If you are not familiar with how your eyes works in regard to Pixel-per-inch(PPI) or Dots-per-inch(DPI) let me explain:
PPI is a unit of measurement usually on monitors/screens when it comes to how many pixel are in a single square inch of a monitor.
As an example, a 1920x1080(1080P) 24 inch monitor will have a PPI of 91.79. Which means of course that 91 pixels are within a single square inch.

Viewing distance from the monitor is crucial factor for being able to discern pixels (or white-space between pixels).
This image shows how close your eyes must be from the monitor before you can experience the full benefit of the monitor
Keep in mind that this is with perfect 20/20 vision!

Thanks cosmicosmo4!

Here is a table of when you will get the full benefit of the resolution:

Viewing DistanceResolution
0.6m / 2ft300 PPI
1m / 3.3ft180 PPI
1.5m / 5ft120 PPI
2m / 6.5ft90 PPI
3m / 10ft60 PPI
5m / 16 ft35 PPI
Now you might be thinking of 4K or even 8K TV's, and yes you are in fact correct in your thinking that it's overkill for most of the people buying it. But now you know about the relationship between monitor resolution/size and distance.

Let's move on!

Refresh Rate
Refresh rate is a very important part of the viewing experience. To some gamers it's the one thing they can get tunnel vision on. Refresh rate as with resolution isn't gray and white (Excuse the pun, it will be clear soon enough).

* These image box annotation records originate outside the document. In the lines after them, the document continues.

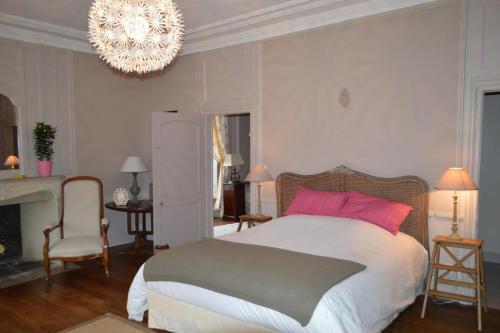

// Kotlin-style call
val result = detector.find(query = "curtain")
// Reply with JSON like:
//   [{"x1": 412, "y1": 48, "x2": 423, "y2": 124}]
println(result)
[{"x1": 212, "y1": 115, "x2": 227, "y2": 210}]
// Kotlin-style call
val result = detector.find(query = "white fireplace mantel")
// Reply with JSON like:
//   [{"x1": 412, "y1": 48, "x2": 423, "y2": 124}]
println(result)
[{"x1": 0, "y1": 176, "x2": 64, "y2": 260}]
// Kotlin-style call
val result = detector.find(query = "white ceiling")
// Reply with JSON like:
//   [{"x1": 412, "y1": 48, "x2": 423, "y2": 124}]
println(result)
[
  {"x1": 0, "y1": 0, "x2": 438, "y2": 54},
  {"x1": 0, "y1": 0, "x2": 297, "y2": 31}
]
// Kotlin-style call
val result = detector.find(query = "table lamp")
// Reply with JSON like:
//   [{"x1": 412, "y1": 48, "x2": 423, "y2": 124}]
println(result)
[
  {"x1": 434, "y1": 168, "x2": 477, "y2": 240},
  {"x1": 224, "y1": 154, "x2": 245, "y2": 183},
  {"x1": 245, "y1": 164, "x2": 273, "y2": 216},
  {"x1": 120, "y1": 156, "x2": 148, "y2": 202},
  {"x1": 3, "y1": 155, "x2": 19, "y2": 170}
]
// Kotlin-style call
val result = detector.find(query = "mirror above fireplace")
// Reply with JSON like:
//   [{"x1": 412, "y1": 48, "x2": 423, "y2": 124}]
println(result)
[{"x1": 0, "y1": 94, "x2": 20, "y2": 170}]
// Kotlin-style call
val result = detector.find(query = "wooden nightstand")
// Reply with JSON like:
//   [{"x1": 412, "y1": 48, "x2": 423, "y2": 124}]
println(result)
[
  {"x1": 222, "y1": 182, "x2": 245, "y2": 222},
  {"x1": 238, "y1": 215, "x2": 273, "y2": 232},
  {"x1": 421, "y1": 236, "x2": 488, "y2": 331}
]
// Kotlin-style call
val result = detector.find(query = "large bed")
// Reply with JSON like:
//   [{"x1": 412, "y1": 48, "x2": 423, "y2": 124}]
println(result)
[{"x1": 127, "y1": 167, "x2": 428, "y2": 333}]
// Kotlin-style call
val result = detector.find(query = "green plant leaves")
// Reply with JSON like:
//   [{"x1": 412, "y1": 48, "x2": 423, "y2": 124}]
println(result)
[{"x1": 33, "y1": 122, "x2": 57, "y2": 161}]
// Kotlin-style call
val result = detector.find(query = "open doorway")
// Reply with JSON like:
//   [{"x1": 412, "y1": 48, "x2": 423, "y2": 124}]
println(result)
[
  {"x1": 478, "y1": 91, "x2": 500, "y2": 308},
  {"x1": 212, "y1": 113, "x2": 251, "y2": 237}
]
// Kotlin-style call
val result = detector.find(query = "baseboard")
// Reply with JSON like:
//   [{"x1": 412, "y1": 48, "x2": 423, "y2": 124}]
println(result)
[{"x1": 483, "y1": 252, "x2": 500, "y2": 264}]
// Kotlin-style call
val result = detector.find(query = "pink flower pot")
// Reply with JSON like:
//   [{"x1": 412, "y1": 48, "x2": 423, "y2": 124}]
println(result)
[{"x1": 37, "y1": 161, "x2": 52, "y2": 177}]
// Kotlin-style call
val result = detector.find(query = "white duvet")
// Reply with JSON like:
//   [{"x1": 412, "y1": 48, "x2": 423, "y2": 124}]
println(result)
[{"x1": 127, "y1": 215, "x2": 427, "y2": 333}]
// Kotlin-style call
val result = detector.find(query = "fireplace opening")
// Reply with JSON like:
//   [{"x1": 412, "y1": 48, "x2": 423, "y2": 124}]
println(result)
[
  {"x1": 0, "y1": 205, "x2": 42, "y2": 278},
  {"x1": 0, "y1": 205, "x2": 23, "y2": 264}
]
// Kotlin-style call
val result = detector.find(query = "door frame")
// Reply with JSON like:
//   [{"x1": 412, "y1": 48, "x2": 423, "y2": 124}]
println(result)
[
  {"x1": 204, "y1": 105, "x2": 262, "y2": 233},
  {"x1": 458, "y1": 76, "x2": 500, "y2": 238}
]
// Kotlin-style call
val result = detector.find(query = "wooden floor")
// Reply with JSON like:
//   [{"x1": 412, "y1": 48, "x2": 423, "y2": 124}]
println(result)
[{"x1": 0, "y1": 243, "x2": 500, "y2": 333}]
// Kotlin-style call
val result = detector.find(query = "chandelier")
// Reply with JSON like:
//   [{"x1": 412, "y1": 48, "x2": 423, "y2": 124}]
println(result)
[{"x1": 89, "y1": 0, "x2": 184, "y2": 74}]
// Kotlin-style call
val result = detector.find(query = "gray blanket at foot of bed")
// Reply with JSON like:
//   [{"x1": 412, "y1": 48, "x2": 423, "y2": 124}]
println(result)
[{"x1": 144, "y1": 239, "x2": 366, "y2": 326}]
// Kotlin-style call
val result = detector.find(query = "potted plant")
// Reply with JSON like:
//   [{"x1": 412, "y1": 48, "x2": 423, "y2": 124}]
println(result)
[{"x1": 33, "y1": 122, "x2": 56, "y2": 177}]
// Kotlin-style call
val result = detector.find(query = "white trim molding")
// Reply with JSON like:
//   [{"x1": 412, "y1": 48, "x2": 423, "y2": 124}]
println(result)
[
  {"x1": 0, "y1": 0, "x2": 438, "y2": 54},
  {"x1": 459, "y1": 75, "x2": 500, "y2": 238},
  {"x1": 0, "y1": 13, "x2": 93, "y2": 53}
]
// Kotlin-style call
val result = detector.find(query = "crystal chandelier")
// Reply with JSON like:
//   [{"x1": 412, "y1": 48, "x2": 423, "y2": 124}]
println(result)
[{"x1": 89, "y1": 0, "x2": 183, "y2": 74}]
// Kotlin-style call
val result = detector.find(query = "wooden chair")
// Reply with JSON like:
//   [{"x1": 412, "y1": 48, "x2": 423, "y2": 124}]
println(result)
[{"x1": 43, "y1": 176, "x2": 109, "y2": 280}]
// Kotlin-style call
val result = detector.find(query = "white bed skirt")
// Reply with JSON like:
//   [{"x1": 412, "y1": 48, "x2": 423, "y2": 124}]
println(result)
[{"x1": 148, "y1": 290, "x2": 276, "y2": 333}]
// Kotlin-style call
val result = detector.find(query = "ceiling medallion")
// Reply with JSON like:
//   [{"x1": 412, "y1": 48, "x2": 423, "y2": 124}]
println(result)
[{"x1": 89, "y1": 0, "x2": 184, "y2": 74}]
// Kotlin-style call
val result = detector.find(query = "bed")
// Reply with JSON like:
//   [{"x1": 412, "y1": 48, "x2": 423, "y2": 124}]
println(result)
[{"x1": 127, "y1": 167, "x2": 428, "y2": 333}]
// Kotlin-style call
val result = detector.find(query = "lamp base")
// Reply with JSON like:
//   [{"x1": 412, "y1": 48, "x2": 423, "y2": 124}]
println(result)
[{"x1": 447, "y1": 232, "x2": 462, "y2": 240}]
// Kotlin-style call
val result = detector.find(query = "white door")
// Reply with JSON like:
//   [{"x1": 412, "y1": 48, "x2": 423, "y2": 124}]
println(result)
[{"x1": 153, "y1": 112, "x2": 211, "y2": 247}]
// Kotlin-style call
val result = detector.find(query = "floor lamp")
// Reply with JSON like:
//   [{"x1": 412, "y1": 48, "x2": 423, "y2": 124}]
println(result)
[{"x1": 245, "y1": 164, "x2": 273, "y2": 216}]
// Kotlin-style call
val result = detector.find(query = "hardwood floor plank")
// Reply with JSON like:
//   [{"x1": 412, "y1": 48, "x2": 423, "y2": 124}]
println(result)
[{"x1": 0, "y1": 241, "x2": 500, "y2": 333}]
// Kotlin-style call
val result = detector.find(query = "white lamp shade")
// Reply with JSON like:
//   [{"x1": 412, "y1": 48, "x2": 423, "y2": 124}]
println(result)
[
  {"x1": 435, "y1": 168, "x2": 477, "y2": 191},
  {"x1": 224, "y1": 154, "x2": 245, "y2": 166},
  {"x1": 3, "y1": 155, "x2": 19, "y2": 166},
  {"x1": 245, "y1": 164, "x2": 273, "y2": 182},
  {"x1": 120, "y1": 156, "x2": 148, "y2": 172}
]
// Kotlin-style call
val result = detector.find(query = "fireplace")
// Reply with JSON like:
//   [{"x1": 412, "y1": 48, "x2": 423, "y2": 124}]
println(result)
[
  {"x1": 0, "y1": 205, "x2": 23, "y2": 263},
  {"x1": 0, "y1": 176, "x2": 64, "y2": 278}
]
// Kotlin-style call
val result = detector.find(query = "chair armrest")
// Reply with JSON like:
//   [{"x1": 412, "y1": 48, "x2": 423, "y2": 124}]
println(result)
[{"x1": 43, "y1": 223, "x2": 61, "y2": 237}]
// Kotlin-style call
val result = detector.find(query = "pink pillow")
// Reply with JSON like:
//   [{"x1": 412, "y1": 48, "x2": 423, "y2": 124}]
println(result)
[
  {"x1": 339, "y1": 192, "x2": 413, "y2": 235},
  {"x1": 283, "y1": 186, "x2": 347, "y2": 216}
]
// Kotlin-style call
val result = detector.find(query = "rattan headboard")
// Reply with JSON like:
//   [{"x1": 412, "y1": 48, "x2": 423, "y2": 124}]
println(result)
[{"x1": 276, "y1": 166, "x2": 429, "y2": 249}]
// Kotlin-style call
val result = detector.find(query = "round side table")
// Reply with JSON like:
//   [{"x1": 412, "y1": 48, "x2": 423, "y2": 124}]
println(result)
[{"x1": 105, "y1": 200, "x2": 153, "y2": 249}]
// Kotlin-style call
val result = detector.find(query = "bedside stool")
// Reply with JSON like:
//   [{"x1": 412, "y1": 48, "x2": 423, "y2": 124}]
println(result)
[
  {"x1": 238, "y1": 215, "x2": 273, "y2": 232},
  {"x1": 421, "y1": 236, "x2": 488, "y2": 331}
]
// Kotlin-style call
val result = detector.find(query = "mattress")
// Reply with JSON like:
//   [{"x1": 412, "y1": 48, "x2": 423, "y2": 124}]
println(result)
[{"x1": 127, "y1": 215, "x2": 427, "y2": 333}]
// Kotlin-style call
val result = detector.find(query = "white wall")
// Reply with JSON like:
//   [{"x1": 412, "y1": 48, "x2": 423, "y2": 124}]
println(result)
[
  {"x1": 262, "y1": 2, "x2": 462, "y2": 222},
  {"x1": 74, "y1": 53, "x2": 197, "y2": 246},
  {"x1": 478, "y1": 94, "x2": 500, "y2": 263}
]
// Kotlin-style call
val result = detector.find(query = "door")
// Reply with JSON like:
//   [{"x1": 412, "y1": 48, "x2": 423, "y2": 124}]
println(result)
[{"x1": 152, "y1": 111, "x2": 211, "y2": 247}]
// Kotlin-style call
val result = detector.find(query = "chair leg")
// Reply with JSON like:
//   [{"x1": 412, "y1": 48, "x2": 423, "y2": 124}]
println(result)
[
  {"x1": 102, "y1": 247, "x2": 109, "y2": 278},
  {"x1": 43, "y1": 257, "x2": 50, "y2": 281},
  {"x1": 420, "y1": 243, "x2": 439, "y2": 319}
]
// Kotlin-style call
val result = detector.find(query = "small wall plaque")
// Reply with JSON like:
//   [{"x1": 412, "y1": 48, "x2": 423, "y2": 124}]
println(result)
[{"x1": 339, "y1": 88, "x2": 351, "y2": 108}]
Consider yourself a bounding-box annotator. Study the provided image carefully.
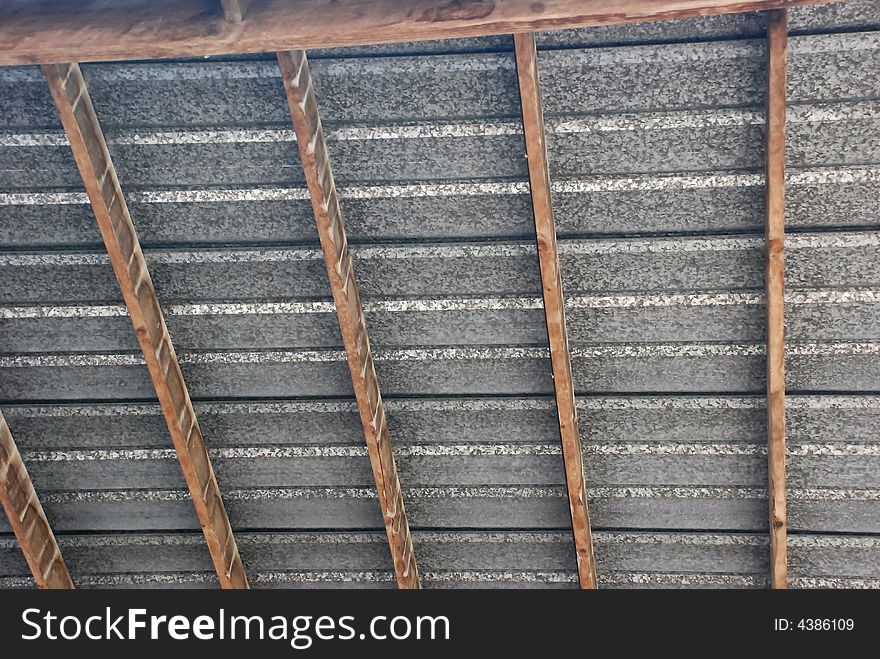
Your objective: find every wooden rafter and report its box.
[514,33,597,588]
[43,64,247,588]
[220,0,250,23]
[0,0,834,65]
[765,9,788,588]
[0,412,73,588]
[278,50,419,588]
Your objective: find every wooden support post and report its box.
[278,50,420,588]
[514,34,597,588]
[43,64,247,588]
[0,0,837,66]
[766,9,788,588]
[0,412,73,588]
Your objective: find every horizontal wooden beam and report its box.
[0,412,73,588]
[43,64,248,588]
[278,50,419,588]
[765,10,788,588]
[514,33,597,588]
[0,0,833,65]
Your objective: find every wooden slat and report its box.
[43,64,247,588]
[514,34,597,588]
[0,0,833,65]
[278,50,419,588]
[765,9,788,588]
[0,412,73,588]
[220,0,250,23]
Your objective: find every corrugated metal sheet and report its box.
[0,0,880,587]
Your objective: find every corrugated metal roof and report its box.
[0,0,880,587]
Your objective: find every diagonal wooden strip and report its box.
[765,9,788,588]
[43,64,247,588]
[0,412,73,588]
[220,0,250,23]
[0,0,839,65]
[278,50,420,588]
[514,34,597,588]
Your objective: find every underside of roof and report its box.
[0,0,880,588]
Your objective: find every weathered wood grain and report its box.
[0,0,831,65]
[278,50,419,588]
[43,64,247,588]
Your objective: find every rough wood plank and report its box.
[278,50,419,588]
[220,0,250,23]
[514,34,597,588]
[0,0,833,65]
[0,412,73,588]
[766,9,788,588]
[43,64,247,588]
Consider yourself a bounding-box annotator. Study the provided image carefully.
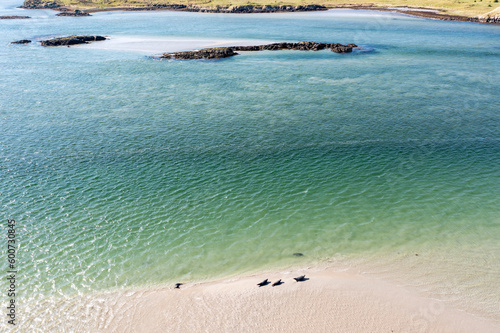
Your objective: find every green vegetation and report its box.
[37,0,498,17]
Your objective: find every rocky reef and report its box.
[40,35,106,46]
[160,42,357,60]
[160,47,238,59]
[0,15,31,20]
[56,9,92,17]
[11,39,31,45]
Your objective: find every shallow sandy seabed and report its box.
[28,267,500,333]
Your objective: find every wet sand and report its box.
[76,268,500,333]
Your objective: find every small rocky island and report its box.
[160,42,357,60]
[56,9,92,17]
[0,15,31,20]
[40,35,106,46]
[11,39,31,45]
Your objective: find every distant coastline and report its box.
[21,0,500,24]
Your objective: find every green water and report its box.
[0,1,500,324]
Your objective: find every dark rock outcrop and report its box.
[160,42,357,59]
[89,0,328,14]
[0,15,31,20]
[193,5,328,14]
[20,0,61,9]
[11,39,31,44]
[160,47,238,59]
[40,35,106,46]
[230,42,357,53]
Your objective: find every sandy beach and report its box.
[63,268,500,333]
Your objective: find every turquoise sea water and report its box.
[0,2,500,326]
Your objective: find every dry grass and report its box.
[58,0,499,17]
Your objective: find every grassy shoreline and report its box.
[25,0,500,19]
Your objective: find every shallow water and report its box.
[0,2,500,328]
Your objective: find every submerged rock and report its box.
[160,42,357,59]
[40,35,106,46]
[0,15,31,20]
[11,39,31,44]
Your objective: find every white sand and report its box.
[80,268,500,333]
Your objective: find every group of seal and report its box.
[257,275,309,288]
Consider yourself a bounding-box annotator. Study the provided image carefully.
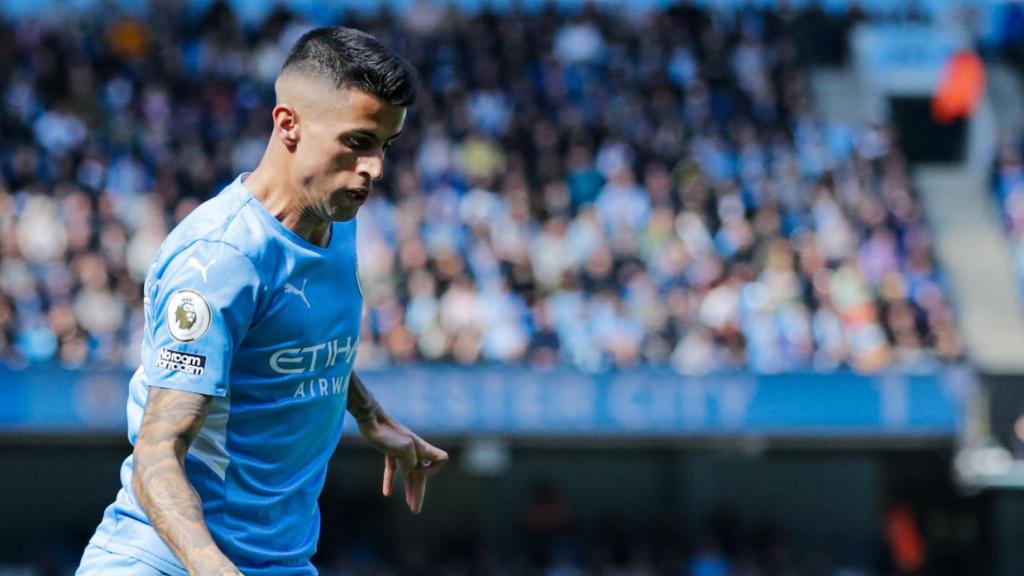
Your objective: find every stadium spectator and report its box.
[0,2,961,374]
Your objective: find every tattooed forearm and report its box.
[348,372,384,424]
[132,387,239,576]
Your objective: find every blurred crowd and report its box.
[992,126,1024,305]
[0,1,962,374]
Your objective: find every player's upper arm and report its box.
[135,386,213,460]
[142,240,261,396]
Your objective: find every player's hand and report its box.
[359,414,447,513]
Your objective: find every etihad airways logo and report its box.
[270,336,359,374]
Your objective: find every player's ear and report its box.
[272,104,299,150]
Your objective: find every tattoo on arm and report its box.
[132,387,239,575]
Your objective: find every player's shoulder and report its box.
[154,178,273,282]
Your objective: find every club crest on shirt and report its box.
[167,288,210,342]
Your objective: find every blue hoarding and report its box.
[0,365,973,438]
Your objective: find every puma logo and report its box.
[285,279,312,308]
[185,256,217,284]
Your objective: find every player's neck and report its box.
[243,167,331,247]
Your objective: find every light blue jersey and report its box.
[84,174,362,576]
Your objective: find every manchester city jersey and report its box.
[86,174,362,576]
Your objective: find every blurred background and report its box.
[0,0,1024,576]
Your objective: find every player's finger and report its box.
[382,456,398,496]
[406,469,427,515]
[418,440,449,476]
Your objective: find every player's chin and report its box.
[331,192,365,221]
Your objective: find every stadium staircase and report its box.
[810,68,1024,374]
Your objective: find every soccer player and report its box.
[78,28,447,576]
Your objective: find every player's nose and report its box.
[359,155,384,180]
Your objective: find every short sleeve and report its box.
[142,241,260,396]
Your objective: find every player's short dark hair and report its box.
[281,26,417,108]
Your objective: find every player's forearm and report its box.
[132,387,240,576]
[132,450,239,576]
[347,371,387,425]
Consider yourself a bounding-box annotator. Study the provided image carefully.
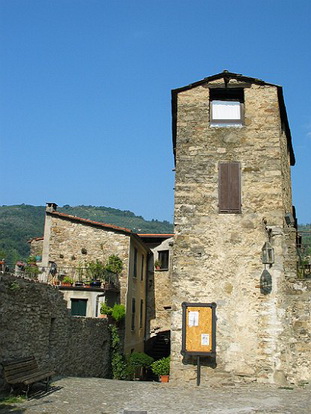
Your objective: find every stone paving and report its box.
[0,377,311,414]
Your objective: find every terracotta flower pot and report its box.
[160,375,170,382]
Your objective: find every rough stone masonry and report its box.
[171,72,311,384]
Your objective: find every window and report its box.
[158,250,169,270]
[139,299,144,328]
[210,88,244,127]
[140,255,145,280]
[133,247,138,277]
[131,298,136,331]
[218,162,241,213]
[71,299,87,316]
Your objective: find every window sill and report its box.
[210,123,244,128]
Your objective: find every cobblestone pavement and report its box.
[0,377,311,414]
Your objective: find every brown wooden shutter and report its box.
[218,162,241,213]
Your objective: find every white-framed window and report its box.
[210,88,244,127]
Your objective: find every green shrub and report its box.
[109,325,129,380]
[105,254,123,274]
[86,260,105,279]
[151,357,170,375]
[128,352,154,368]
[100,302,112,315]
[111,303,125,322]
[63,276,73,285]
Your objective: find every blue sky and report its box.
[0,0,311,223]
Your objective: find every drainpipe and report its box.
[95,292,106,318]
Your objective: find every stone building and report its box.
[171,71,310,383]
[139,234,173,359]
[41,203,150,353]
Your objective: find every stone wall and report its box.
[42,212,130,303]
[280,278,311,385]
[171,74,304,383]
[147,238,173,336]
[0,275,110,388]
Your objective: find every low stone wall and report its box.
[0,275,110,389]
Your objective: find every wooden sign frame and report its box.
[181,302,217,357]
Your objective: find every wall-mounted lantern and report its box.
[261,242,274,264]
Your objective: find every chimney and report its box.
[45,203,57,213]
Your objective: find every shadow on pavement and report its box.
[28,386,63,401]
[0,403,25,414]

Let's first try and explain what refresh rate even is.

Your monitor paints a new picture on your screen usually at around 60 times per second or 60Hz or higher if you have a "gaming" monitor.
The way this works with LCD ,LED, AMOLED, OLED and a bunch of other panels is pretty straightforward. It draws pixel by pixel from top to bottom. I'll get more into detail how this works in the G-Sync, FreeSync & Adaptive-Sync section but for now.

Now, 60Hz might sound pretty nice and it is for most applications, but for gaming having a higher refresh rate might give an edge when playing multiplayer games especially shooters.

Let's take an example:
You have a 60Hz monitor and you are playing say CS:GO with a latency of 40 milliseconds (That's the time for a round-trip from your game to the game server).
60Hz divided by 1000 milliseconds (1 second...duh) is 16.6 millisecond which means worst case, the time it takes for the game to update will at worst be 66.6 milliseconds.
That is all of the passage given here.